Chapter Two: Thanatos
Humans didn’t realize how lucky they were, Than thought as he took the woman’s hand. At least, if they were mostly good, they could live a brief life with some kinds of freedoms and then spend eternity in a dreamlike trance, unaware of the monotony around them.
“Just this way,” he said to the woman and the man as they floundered above the abyss, disoriented, like all of them were at this stage of the journey.
“What about Therese?” the woman asked. “Where’s Therese?”
“It’s not too much further,” Than murmured. “Come along.”
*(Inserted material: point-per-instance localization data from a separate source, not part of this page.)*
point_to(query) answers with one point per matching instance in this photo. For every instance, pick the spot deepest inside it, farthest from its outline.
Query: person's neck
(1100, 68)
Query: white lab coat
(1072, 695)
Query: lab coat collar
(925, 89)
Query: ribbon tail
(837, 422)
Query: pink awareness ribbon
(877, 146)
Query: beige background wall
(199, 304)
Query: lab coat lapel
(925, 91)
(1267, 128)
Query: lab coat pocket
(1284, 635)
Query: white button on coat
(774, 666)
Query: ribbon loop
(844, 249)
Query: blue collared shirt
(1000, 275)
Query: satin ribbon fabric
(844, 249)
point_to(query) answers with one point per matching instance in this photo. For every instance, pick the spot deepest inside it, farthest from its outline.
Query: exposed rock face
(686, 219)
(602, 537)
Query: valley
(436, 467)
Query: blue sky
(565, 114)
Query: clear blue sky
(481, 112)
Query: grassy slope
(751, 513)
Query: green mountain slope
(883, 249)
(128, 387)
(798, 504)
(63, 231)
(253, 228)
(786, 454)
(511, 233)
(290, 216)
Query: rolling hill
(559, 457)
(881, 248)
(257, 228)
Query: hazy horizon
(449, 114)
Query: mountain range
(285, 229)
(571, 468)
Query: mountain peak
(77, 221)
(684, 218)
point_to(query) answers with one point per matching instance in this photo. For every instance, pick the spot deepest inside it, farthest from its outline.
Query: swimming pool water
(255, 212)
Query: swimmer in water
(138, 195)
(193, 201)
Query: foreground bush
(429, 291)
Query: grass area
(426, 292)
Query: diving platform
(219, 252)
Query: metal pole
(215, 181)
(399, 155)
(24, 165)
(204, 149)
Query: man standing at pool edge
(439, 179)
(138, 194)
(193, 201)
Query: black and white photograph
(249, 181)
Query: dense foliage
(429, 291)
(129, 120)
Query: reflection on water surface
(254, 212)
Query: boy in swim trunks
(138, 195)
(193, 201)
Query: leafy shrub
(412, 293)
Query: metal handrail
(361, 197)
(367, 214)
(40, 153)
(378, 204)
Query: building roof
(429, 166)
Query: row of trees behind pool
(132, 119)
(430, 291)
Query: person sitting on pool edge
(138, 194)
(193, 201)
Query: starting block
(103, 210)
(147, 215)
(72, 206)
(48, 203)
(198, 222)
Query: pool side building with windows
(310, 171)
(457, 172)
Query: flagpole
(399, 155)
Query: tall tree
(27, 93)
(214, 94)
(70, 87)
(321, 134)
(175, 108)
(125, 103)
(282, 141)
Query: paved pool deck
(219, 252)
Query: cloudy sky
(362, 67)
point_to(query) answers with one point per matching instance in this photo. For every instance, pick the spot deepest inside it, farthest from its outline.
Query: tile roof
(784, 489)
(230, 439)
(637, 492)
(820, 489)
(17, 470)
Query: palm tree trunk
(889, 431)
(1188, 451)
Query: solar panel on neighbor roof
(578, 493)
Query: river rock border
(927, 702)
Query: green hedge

“But what about our daughter?” the man asked.
The three of them now hovered up to the muddy bank where Charon waited on his raft. Than brought them down and allowed some of the water to wash up against their feet. It would help fog their memory until they reached the Lethe.
“Very nice,” the man agreed.
Than gave a curt nod. “Time to board.”
Charon nodded back as he dug his slender pole into the mud to hold the raft steady. He rarely spoke, with his nearly bald head, long, white mustache, and pale, cracked skin, and seemed more a cog in the wheel than any of them, churning on and on, back and forth, up the river and down, in an endless cycle. Than supposed Charon’s existence was still worse than his own. At least Than got to travel the world. Charon saw the same sights day in and day out. His life never varied.
But what if things could change? Than wondered, not for the first time. He sighed and once again shook his head and waited as the raft approached the gate.